The National Assembly last Friday passed a bill that will give prosecutors more time to institute charges under the anti-money laundering legislation.

Once the Anti-Money Laundering and Countering the Financing of Terrorism (Amendment) Bill 2017 is enacted, Attorney General Basil Williams SC said money laundering would be redefined as a “hybrid,” offence, giving prosecutors the option of pursuing charges either summarily or indictably. Under the latter option, Williams explained, there is no time limit for when charges can be instituted.

The bill was passed after a few objections by the parliamentary opposition.

Williams, who tabled the bill, told the National Assembly that it seeks to amend the principal Act.

Clause 2 of the bill, he noted, amends Section 3 (6) of the Act, by substituting a new subsection (6) to make the offence of money laundering a hybrid offence. Prior to the amendment, he explained, a prosecutor could only institute proceedings in the magistrate’s court within six months of the offence being committed. The time limit provided for summary offences does not, however, apply to indictable offences.

As it relates to instituting proceedings, he said the prosecutor would have a longer time as no limitation for the indictable offence of money laundering is provided for by the statute. “This amendment is important because more time would be given to the relevant personnel to conduct their investigations and prepare their case, especially if the matter is a complex one,” he said.

Williams later stressed that the sentencing and the fines proposed in the amendments are proportionate and will also serve as a deterrent to those wanting to commit money laundering crimes.

Opposition PPP/C parliamentarian Anil Nandlall, in a brief address, questioned what inspired the amendment.

“I get the impression and I am persuaded more so…that this bill seeks to treat with a particular factual situation …that we are attempting to increase the period of time within which to bring criminal charges,” he said.

“It has penal sanctions, which will result in us falling into error,” he further warned, while suggesting that it has implications for constitutional freedoms.

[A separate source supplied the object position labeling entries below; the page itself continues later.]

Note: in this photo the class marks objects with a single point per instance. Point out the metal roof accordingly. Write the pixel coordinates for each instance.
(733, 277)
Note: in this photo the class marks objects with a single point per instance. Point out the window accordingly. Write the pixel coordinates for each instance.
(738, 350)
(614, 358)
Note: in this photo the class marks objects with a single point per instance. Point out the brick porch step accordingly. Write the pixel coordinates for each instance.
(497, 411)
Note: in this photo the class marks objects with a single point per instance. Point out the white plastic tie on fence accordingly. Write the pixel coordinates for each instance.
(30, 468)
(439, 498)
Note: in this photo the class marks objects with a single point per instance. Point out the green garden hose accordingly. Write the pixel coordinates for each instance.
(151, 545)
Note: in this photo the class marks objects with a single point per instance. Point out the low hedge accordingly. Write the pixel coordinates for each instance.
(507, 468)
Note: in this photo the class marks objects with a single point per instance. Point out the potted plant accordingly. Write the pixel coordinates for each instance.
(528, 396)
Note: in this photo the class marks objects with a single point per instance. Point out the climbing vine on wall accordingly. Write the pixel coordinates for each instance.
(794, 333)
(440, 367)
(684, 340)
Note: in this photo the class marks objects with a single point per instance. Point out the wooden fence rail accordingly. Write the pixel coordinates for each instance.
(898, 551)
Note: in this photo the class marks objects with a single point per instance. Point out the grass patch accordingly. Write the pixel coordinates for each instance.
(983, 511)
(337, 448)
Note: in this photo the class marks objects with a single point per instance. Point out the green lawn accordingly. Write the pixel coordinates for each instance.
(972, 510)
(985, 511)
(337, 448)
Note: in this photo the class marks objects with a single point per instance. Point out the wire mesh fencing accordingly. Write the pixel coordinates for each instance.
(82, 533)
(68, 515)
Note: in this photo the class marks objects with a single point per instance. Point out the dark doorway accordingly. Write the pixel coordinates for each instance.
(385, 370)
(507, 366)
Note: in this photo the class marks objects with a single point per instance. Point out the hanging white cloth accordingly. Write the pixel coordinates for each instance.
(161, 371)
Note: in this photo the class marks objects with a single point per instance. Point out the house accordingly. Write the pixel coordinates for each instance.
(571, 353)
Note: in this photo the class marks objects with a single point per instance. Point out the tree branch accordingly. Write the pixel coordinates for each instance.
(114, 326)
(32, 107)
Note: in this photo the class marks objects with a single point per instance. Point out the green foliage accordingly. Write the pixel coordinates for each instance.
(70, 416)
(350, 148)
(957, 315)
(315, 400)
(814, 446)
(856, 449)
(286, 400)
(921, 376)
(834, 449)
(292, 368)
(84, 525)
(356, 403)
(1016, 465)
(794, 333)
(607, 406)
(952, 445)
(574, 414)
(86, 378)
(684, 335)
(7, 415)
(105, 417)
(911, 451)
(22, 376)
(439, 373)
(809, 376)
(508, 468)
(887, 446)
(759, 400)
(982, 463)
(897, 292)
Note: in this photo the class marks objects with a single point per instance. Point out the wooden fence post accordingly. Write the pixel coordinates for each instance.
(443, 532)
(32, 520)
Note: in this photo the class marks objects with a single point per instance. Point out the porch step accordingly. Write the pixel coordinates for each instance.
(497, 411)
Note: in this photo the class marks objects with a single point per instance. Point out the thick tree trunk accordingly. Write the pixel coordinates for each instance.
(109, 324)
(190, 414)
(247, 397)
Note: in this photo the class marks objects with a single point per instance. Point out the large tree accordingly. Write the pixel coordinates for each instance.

Williams, in response, said there is no question of retrospectivity. “This is simply an amendment to enable investigations,” he said, before adding that it bars the criminals from escaping once the six month-period has elapsed.

Williams noted that in some of the complex cases, the Director of Public Prosecutions has found that investigators were unable to complete investigations within the six months period for summary offences “and it’s clear that one would require a longer period and that is why the section was amended to create a hybrid offence.”

According to the amendment bill, the new subsection (6) (a) (i) states that a person on summary conviction shall be liable to a fine of not less than $5 million nor more than $100 million and to imprisonment for seven years; or (ii) on conviction on indictment, to a fine of not less than $10 million nor more than $120 million and to imprisonment for ten years.

It goes further to state in the new subsection (6) (b) that (i) a body corporate on summary conviction shall be liable to a fine of not less than $200 million nor more than $500 million; or (ii) on conviction on indictment a fine of not less than $220 million and not more than $520 million.